= Killing of disabled children in Uganda =

In some parts of Uganda, disabled children are put to death. In traditional rituals, infant body parts are claimed to bring benefits. Those who continue these practices describe it as "mercy killing", meaning that the children are spared from enduring painful disabilities.

==Rituals==

===Process===
Most of the time, a witch doctor will resort to these rituals to save the disabled children from their painful disability after the failure of multiple attempts using other methods that include herbal remedies or animal sacrifices which are less powerful. During the rituals of child sacrifice, the witch doctor is in presence of his accomplices and starts by verifying any evidence of demonization in the child. Then, he removes different parts of the child's body by force and uses the blood to make a potion mixed with herbs. These body parts are mostly heads, genitals, eyes, tongues, limbs, teeth, and organs. According to the perpetrators, these rituals are necessary to bring about success, healing or wealth.

===Practitioners===
The killing of disabled children in Uganda is perpetrated by witchdoctors who praise the power of these rituals to their clients in search of wealth, health or fame. Those witchdoctors are often compared to traditional healers which have resulted in the propaganda stating that witchcraft is associated with the healing practices of the indigenous culture although they are, in reality, responsible of horrible crimes unlike traditional healers who do not use human organs. The parents of disabled children also play a major role in the rituals by allowing it and leading their children to death because they believe that the so-called 'mercy killing' would avoid them the pain of enduring these disabilities.

==Investigations==
In 2018, Members of the European Parliament strongly condemned the "mercy" killing of disabled children in Uganda.

===Findings===
The European Parliament was involved in finding resolutions for the killings of disabled people in Uganda. They strongly condemned "the unjustifiable and inhumane killing of children and new-borns with disabilities", saying that "human dignity is inviolable and must be respected and protected at all times" and that "everyone has the right to life, regardless of their abilities and disabilities". People with disabilities are often excluded from community activities. Disabled children are usually hidden from the public, cast out, and even killed. Mothers of these children experience isolation from their extended families, while most of the fathers neglect their families. The Ugandan National Household Survey reports only record disabled people of age 5 and above, leaving out most children. 7.1% of Ugandans, which is equivalent to 2.1 million people, are reported to be disabled.

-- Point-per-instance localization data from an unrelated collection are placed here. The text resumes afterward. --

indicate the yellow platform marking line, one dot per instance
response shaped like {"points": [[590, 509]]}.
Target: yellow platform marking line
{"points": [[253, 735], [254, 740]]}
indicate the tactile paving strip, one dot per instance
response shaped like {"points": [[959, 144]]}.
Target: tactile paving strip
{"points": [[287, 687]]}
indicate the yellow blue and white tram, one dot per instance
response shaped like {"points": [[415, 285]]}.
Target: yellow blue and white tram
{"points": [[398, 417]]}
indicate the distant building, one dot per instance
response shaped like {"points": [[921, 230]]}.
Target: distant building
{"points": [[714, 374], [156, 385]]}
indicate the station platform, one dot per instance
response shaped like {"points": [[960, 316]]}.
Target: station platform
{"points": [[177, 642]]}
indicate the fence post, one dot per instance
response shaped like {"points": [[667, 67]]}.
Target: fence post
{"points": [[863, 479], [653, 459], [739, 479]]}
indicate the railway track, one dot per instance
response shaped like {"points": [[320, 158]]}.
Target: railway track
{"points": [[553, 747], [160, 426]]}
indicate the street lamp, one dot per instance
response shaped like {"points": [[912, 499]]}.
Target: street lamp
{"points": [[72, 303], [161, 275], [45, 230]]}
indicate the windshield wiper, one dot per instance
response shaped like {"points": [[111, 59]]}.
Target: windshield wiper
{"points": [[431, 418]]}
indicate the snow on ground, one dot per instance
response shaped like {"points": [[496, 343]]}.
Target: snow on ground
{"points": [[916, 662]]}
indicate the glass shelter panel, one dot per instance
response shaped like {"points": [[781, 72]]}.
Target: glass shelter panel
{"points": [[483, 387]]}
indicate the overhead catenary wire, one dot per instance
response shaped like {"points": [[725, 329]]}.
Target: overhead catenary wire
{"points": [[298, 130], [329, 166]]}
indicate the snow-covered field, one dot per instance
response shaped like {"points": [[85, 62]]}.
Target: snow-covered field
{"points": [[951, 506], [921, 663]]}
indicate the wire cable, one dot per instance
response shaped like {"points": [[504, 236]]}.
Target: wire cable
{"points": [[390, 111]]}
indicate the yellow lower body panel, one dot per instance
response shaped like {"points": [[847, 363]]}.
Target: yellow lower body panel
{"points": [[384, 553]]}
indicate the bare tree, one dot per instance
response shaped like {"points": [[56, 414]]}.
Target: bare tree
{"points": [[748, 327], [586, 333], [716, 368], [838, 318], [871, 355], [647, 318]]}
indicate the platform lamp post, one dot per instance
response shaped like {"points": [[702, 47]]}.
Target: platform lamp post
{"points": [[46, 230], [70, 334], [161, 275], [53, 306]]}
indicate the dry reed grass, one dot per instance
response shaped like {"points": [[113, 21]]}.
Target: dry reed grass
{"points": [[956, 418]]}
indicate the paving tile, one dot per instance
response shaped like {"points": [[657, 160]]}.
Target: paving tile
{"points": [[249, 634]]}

===Actions and penalties===
In Uganda, the law prohibits discrimination against persons with physical, sensory, intellectual, or mental disabilities in employment, education, air travel and other transportation, access to health care, and the provision of other state services.
However, the government's efforts in enforcing these laws have not been effective.

The form of treatment given to people with disability has not been encouraging of late. A report released in 2012 by the National Council on Disability (NCD) indicated 55 percent of persons with disabilities lacked functional literacy skills, and only 33 percent studied to primary grade seven. The report found some children with mental disabilities were sometimes denied food and were tied to trees and beds with ropes in order to control their movements. The report further stated the needs of children with autism and learning difficulties were ignored due to an insufficient number of special needs schools.

Government agencies responsible for protecting the rights of persons with disabilities included the Ministry of State for Disabled Persons, the NCD, and the Ministry of Gender, Labor, and Social Development, but these entities lacked sufficient funding to undertake any significant initiatives.

In the government's effort to ensure that there is adequate representation of people with disability in roles of position, there are 5 seats in parliament which have been reserved for persons with disabilities.
This initiative is intended to empower a historically marginalized group.